È una Giornata di incontro. Per capire, ad esempio, perché quel continuo riferimento all’autismo – quando si vuole insultare qualcuno – è basato sul nulla. Oppure per poter rispondere ai propri figli quando pongono domande sul compagnetto di scuola autistico o chiedono di essere aiutati a mettersi in relazione con lui.
Troppe volte respingiamo la loro curiosità; per noia, come se la cosa non ci riguardasse perché quella “sfiga” non è affar nostro. Errore. Riguarda proprio i nostri figli che con il compagno autistico condividono la vita, crescono con lui, ne interiorizzano le esigenze e gli comunicano in mille modi i propri pensieri e stati d’animo.

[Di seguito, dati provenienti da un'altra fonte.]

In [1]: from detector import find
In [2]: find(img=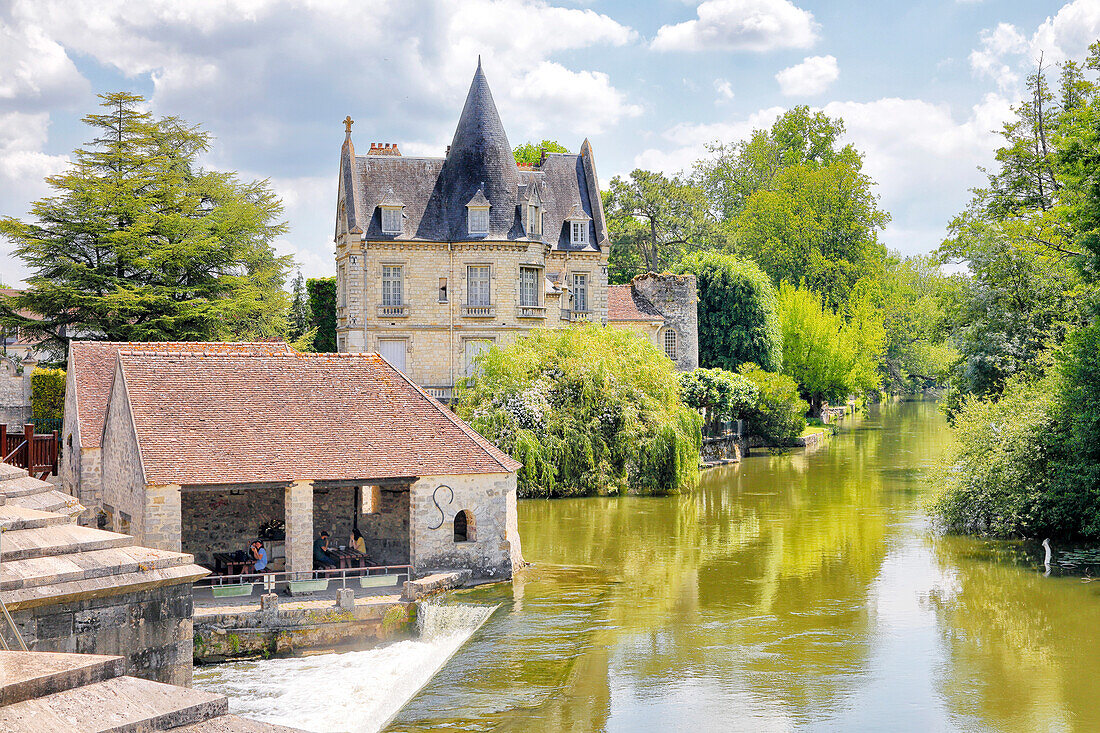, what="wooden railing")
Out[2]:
[0,423,57,480]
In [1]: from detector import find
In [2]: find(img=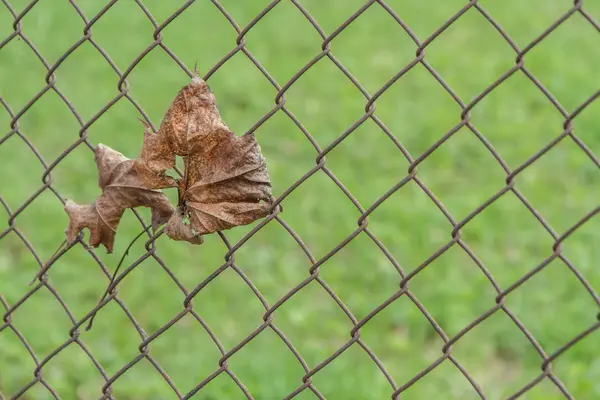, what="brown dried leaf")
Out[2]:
[65,144,174,253]
[135,71,272,243]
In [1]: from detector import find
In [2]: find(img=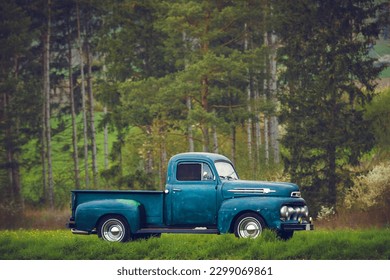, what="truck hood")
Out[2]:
[222,180,301,198]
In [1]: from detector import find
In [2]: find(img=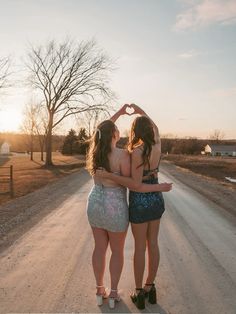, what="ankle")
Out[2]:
[96,285,105,294]
[109,289,118,298]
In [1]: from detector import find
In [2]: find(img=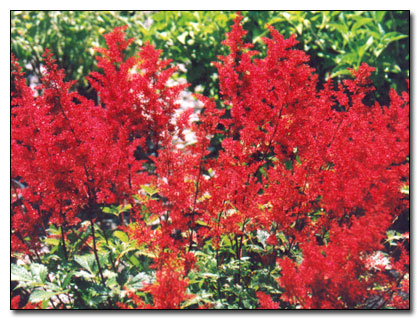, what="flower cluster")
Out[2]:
[12,14,409,309]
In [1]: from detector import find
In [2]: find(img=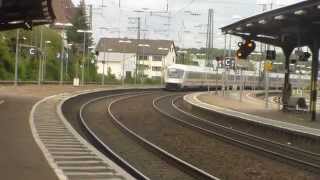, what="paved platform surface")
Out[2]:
[0,85,121,180]
[184,92,320,137]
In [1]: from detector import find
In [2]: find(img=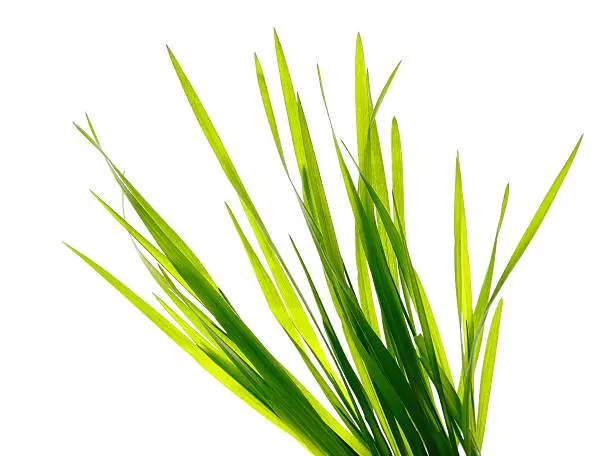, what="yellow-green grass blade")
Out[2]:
[255,54,288,172]
[227,206,360,434]
[339,145,460,451]
[78,123,364,454]
[464,136,583,448]
[391,117,406,237]
[346,156,462,452]
[454,154,472,342]
[91,191,198,302]
[168,49,342,402]
[489,135,584,305]
[459,185,510,400]
[476,300,504,447]
[317,66,420,454]
[66,244,325,455]
[474,184,510,330]
[355,35,380,334]
[274,30,306,178]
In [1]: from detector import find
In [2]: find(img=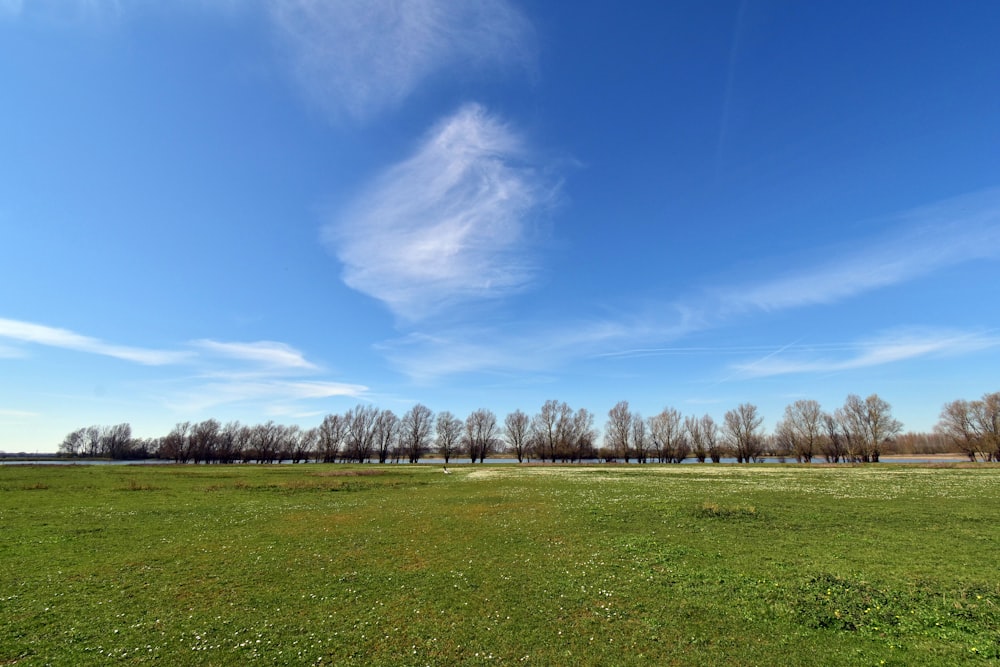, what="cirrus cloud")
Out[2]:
[269,0,533,119]
[325,104,557,320]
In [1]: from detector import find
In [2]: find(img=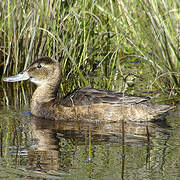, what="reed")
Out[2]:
[0,0,180,95]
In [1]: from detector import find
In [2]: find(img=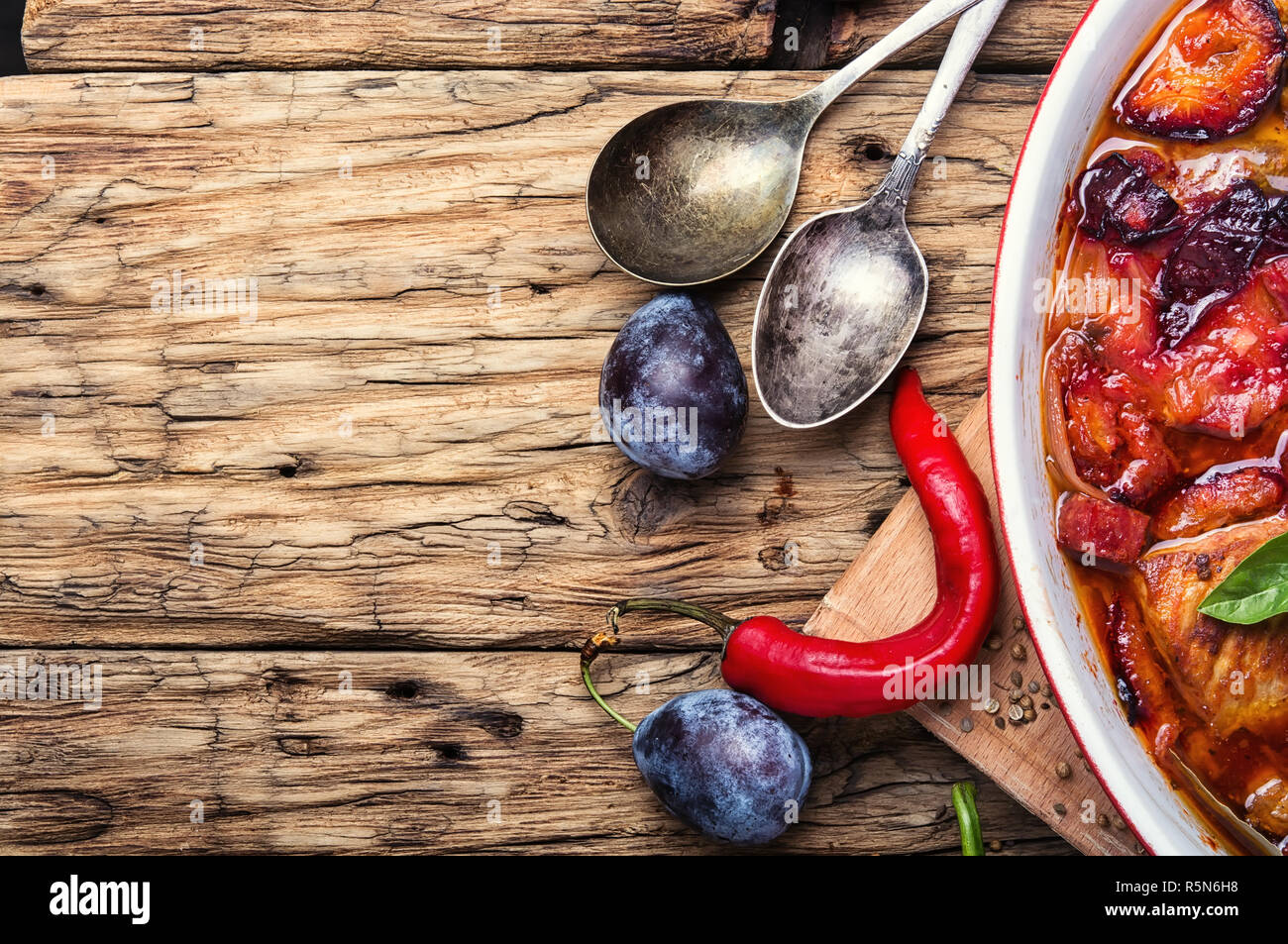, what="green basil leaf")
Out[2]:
[1199,533,1288,626]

La Giornata può essere utile a chi ha appena ricevuto una diagnosi, per rendersi conto di quanto sia diffusa e di quante siano le sfumature; e con esse gli approcci e le articolazioni degli interventi. E come sia importante che la paura e il dolore dei familiari non prevarichino sulle difficoltà dei veri protagonisti, quei figli o fratelli che hanno difficoltà a badare e spesso a rappresentare a se stessi.

Se la Giornata è un luogo in cui tirare le somme e ordire trame per il futuro, i veri protagonisti non possono mancare, soprattutto se adulti. È su di loro che si gioca la vera partita: sono loro la sintesi delle cure di ogni tipo che li hanno coltivati fin lì. Però non ci sono risorse materiali e soprattutto culturali a garanzia della loro dignità. Curati e abbandonati dopo i 18 anni, non ricevono più nemmeno attenzioni. E le famiglie coinvolte che tentano di risolvere qui e adesso le urgenze dell’autismo bambino e adolescente quasi mai viaggiano con uno sguardo prospettico all’età adulta. Nemmeno le grandi associazioni li rappresentano sufficientemente.

Restiamo con una speranza attaccata alle nuove Linee Guida dell’Istituto Superiore di Sanità che saranno rivolte anche all’età adulta.
È come se, una volta cresciuti, fosse negato loro il diritto di maturare e di invecchiare. Di essere felici, che è il concetto più relativo che ci sia, “nel blu dipinto di blu”…

Il presente testo è già apparso in InVisibili, blog del «Corriere della Sera.it», con il titolo “Autismo nell’età adulta: il deserto culturale che nega ogni dignità”. Viene qui ripreso, con alcuni riadattamenti al diverso contenitore, per gentile concessione.